Apesar da falha em negociar um mecanismo global contra as secas, a convenção conseguiu aprovar um mecanismo de financiamento: a Parceria Global de Resiliência à Seca de Riade, que atraiu compromissos de doação num total de mais de 12 bilhões de dólares para ajudar “80 dos mais vulneráveis países do mundo a construir sua resiliência à seca”, resumiu a ONU.
Para Osama Faqeeha, a iniciativa “vai mover a gestão de secas para além da resposta reativa a crises, através da melhoria de sistemas de alerta precoce, financiamento, avaliações de vulnerabilidade e mitigação dos riscos de seca”. “Este é um momento marcante para o combate internacional à seca, e chamamos os países, companhias, organizações, cientistas, ONGs, instituições financeiras e comunidades para se juntar a esta parceria fundamental”, disse o conselheiro da presidência da COP16 ao site oficial da conferência.
Embora seja um passo considerável, a quantia por si só, não é suficiente. De acordo com um relatório lançado pela convenção no dia 3 dezembro, 2º dia da conferência, o mundo precisa de 2,6 trilhões de dólares em investimentos até 2030 para a restauração de mais de um bilhão de hectares de terras degradadas e para a construção de resiliência às secas – o equivalente a cerca de 1 bilhão de dólares por dia, ou 355 bilhões de dólares por ano. A quantia total, pontua o relatório, é “equivalente ao que o mundo desperdiça a cada ano em subsídios que ferem o meio ambiente”. A falta de financiamento agravaria os efeitos atuais da seca, levando a instabilidades econômicas, insegurança alimentar e migrações forçadas.

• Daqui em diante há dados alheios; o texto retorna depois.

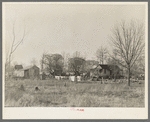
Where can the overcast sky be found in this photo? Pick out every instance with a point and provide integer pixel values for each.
(57, 28)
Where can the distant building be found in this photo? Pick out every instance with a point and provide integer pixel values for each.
(105, 71)
(18, 67)
(31, 72)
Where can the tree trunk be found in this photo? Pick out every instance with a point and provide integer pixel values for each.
(128, 76)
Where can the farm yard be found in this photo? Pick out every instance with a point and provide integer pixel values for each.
(64, 93)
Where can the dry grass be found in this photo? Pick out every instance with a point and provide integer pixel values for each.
(54, 93)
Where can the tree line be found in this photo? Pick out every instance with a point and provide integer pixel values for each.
(127, 41)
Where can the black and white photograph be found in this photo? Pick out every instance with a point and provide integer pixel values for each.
(75, 56)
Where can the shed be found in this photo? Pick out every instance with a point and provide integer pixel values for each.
(31, 72)
(18, 67)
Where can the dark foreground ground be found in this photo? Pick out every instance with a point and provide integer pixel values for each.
(64, 93)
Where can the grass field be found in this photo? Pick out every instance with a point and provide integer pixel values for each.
(54, 93)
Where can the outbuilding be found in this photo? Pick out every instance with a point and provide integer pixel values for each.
(31, 72)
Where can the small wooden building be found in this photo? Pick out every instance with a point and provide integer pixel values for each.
(105, 71)
(31, 72)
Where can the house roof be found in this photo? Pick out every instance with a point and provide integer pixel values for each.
(105, 66)
(29, 67)
(18, 67)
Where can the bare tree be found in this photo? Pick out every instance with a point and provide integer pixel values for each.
(53, 63)
(33, 61)
(16, 41)
(128, 41)
(101, 54)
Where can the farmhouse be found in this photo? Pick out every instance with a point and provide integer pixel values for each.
(105, 71)
(31, 72)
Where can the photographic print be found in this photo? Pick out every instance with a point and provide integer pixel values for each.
(75, 58)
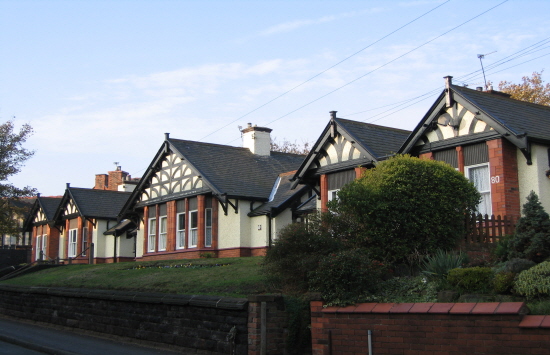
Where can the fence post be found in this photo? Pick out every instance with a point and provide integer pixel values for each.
(91, 254)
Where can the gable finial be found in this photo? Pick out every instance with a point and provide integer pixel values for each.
(448, 93)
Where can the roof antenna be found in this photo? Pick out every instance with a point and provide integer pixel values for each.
(481, 56)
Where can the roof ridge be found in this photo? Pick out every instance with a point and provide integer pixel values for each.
(373, 125)
(502, 97)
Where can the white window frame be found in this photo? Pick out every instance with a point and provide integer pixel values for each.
(208, 227)
(84, 240)
(73, 241)
(163, 231)
(44, 244)
(485, 193)
(193, 231)
(38, 246)
(180, 230)
(152, 235)
(333, 194)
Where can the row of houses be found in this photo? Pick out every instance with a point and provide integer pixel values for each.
(199, 199)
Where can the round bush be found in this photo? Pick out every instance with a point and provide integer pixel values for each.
(518, 265)
(534, 282)
(503, 282)
(472, 279)
(345, 277)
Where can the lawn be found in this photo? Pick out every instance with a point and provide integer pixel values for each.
(231, 277)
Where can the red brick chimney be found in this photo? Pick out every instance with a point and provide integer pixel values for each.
(112, 180)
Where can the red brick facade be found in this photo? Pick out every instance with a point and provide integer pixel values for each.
(172, 252)
(503, 166)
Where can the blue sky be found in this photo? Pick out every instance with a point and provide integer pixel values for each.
(102, 81)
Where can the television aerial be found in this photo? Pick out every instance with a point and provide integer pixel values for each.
(481, 56)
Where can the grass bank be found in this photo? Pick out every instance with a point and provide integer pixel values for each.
(231, 277)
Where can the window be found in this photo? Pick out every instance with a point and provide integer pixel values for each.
(208, 227)
(194, 228)
(181, 231)
(84, 240)
(479, 176)
(44, 245)
(152, 234)
(38, 247)
(333, 194)
(162, 233)
(73, 235)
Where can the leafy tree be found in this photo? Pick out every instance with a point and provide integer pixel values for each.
(532, 237)
(290, 147)
(406, 205)
(12, 157)
(531, 90)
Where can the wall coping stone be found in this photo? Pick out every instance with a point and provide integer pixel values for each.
(535, 322)
(437, 308)
(227, 303)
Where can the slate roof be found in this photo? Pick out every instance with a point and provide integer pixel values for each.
(49, 205)
(377, 142)
(282, 198)
(517, 116)
(91, 203)
(518, 121)
(380, 140)
(236, 171)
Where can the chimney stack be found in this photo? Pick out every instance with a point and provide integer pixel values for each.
(257, 139)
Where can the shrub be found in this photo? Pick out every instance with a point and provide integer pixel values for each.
(518, 265)
(295, 253)
(345, 277)
(419, 203)
(437, 266)
(535, 282)
(503, 282)
(502, 248)
(532, 237)
(539, 307)
(473, 279)
(404, 290)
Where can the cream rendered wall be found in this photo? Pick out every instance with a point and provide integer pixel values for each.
(101, 243)
(62, 240)
(234, 229)
(283, 219)
(140, 238)
(125, 246)
(533, 177)
(259, 238)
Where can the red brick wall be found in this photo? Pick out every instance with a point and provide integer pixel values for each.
(429, 328)
(504, 172)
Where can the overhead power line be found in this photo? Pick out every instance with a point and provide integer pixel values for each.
(324, 71)
(384, 65)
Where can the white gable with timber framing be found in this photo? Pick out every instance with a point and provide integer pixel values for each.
(337, 150)
(455, 121)
(174, 176)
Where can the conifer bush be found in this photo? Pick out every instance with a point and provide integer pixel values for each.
(532, 237)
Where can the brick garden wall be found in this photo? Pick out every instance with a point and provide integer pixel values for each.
(194, 323)
(198, 324)
(429, 328)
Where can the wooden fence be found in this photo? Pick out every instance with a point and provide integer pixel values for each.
(482, 229)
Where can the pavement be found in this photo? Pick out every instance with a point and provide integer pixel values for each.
(29, 338)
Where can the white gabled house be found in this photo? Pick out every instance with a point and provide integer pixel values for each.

Apesar da falta de consenso sobre um mecanismo global contra secas, o secretário-executivo da convenção, Ibrahim Thiaw, se disse “cheio de esperança” com a Parceria Global de Resiliência à Seca de Riade. “As 39 importantes decisões que foram adotadas nesta COP servirão de orientação não apenas a todos os governos do mundo, mas também ao setor privado, povos indígenas e comunidades locais”, acrescentou Thiaw, que lembrou também que a COP foi um chamado à ação, e que soluções “estão ao nosso alcance”, mas dependem de “vontade política”.